Recommendation: If these tank systems must be installed at a MnDOT facility, OES highly recommends installing indoor tank systems, such as those at the MnDOT St. Cloud Headquarters. Indoor facilities allow for easier management of product spills, higher probability of compliance with federal and state regulatory requirements and decreased probability of causing environmental harm through product releases. Consult with OES and Building Services on indoor tank installation.
- Substance Transfer Area
- The substance transfer area must contain 100% volume of the largest single compartment of any transfer vehicle that delivers or takes product from the tank. This typically requires a containment area constructed of impermeable material with the capacity to store several thousand gallons of product until actions can be taken to recover the spill.
Recommendation: Careful planning is needed to determine where transfer vehicles will be situated during product transfer operations and where tanker vehicles may park at the facility. Containment is also needed in areas where tankers remain onsite. Consult with OES on transfer area containment.
- Controlled access is required for facilities subject to the federal spill plan.
- This typically requires:
- Fencing with locked gates
- Secured access to tank system and any starter controls
- Lighting system to discourage vandalism and enable spill recovery operations at night.
Additional Recommendation: Security cameras to monitor user operations.
- Properly trained MnDOT staff must be present during product transfers, including delivery by vendors.

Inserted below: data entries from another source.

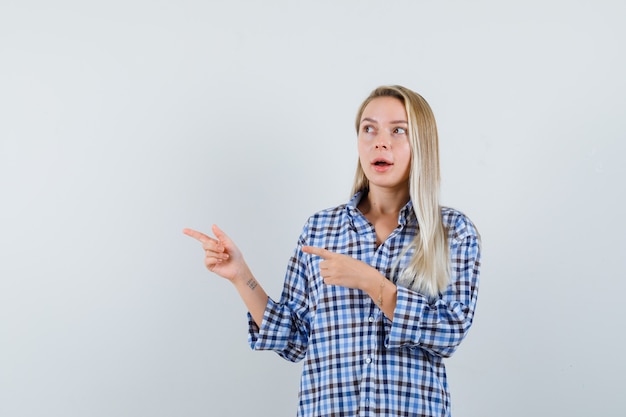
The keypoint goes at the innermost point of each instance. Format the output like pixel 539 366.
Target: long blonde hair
pixel 428 271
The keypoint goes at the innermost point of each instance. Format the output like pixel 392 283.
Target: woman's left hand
pixel 343 270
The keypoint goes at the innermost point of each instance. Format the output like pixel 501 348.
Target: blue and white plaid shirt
pixel 357 361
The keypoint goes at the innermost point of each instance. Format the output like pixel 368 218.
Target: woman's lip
pixel 381 168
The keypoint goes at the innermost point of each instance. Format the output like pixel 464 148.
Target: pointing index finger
pixel 314 250
pixel 200 237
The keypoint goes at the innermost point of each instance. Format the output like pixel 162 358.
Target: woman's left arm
pixel 439 325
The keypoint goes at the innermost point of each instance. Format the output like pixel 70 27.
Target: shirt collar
pixel 406 215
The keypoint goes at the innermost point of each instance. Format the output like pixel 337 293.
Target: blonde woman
pixel 379 290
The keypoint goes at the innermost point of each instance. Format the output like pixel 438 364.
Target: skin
pixel 382 136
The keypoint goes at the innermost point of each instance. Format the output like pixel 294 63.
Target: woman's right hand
pixel 221 254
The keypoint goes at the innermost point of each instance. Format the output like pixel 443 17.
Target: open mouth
pixel 381 163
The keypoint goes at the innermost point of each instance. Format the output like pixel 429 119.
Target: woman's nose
pixel 382 142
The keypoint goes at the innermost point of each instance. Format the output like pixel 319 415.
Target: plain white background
pixel 122 122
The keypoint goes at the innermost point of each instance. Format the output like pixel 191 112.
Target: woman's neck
pixel 384 202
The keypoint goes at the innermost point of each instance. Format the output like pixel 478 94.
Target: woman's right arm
pixel 224 258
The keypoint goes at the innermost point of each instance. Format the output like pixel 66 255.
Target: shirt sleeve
pixel 285 327
pixel 439 325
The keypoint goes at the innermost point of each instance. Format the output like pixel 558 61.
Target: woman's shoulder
pixel 459 226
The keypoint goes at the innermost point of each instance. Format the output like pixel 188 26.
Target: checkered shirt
pixel 357 361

- Frequent inspections – weekly for outdoor installations or monthly for indoor installations.
- Annual refresher training required for all personnel who transfer product from tanks.
- Site Plan
- BEFORE the tank system is purchased, plans must be drawn up and submitted to OES for review to make certain that the design will meet federal spill plan requirements and any other internal best practices.
Guidance on Emulsion Tank Cleaning
Mobile (Patch Blower) Tanks
Storage of Mobile Tanks:
- Park tank on curbed, paved surface to contain releases. Ensure that distributer bar and any other tank equipment do not leak product.
Tank Cleaning for Dura Patcher products (look to manufacturer instructions for other brands):
- Use all the emulsion in the tank by using the drain valve on the bottom of the tank.
- Put 3 to 4 gallons of diesel fuel in the tank.
- Close the loading hatch and plug the patcher in with the thermostat set at around 150 degrees and heat overnight.
- Once heated, pull patcher around the yard to agitate the hot fluid in the tank.
- Drain and collect fluid from the tank for disposal/recycling at an approved vendor.
- Check that the tank is clean of any hardened emulsion.
- Once clean, put 3 to 4 gallons of diesel in the tank for long-term storage.
- Prior to using tank system again, heat diesel and drain before loading with fresh emulsion. Collect diesel mix for disposal/recycling at an approved vendor.
Permanent Emulsion Storage Tank
Properly cleaning tanks requires confined space entry and management of tank sludge, therefore, MnDOT personnel should not perform tank cleaning. Contract with one of MnDOT’s approved storage tank recyclers to clean tanks and properly manage tank sludge.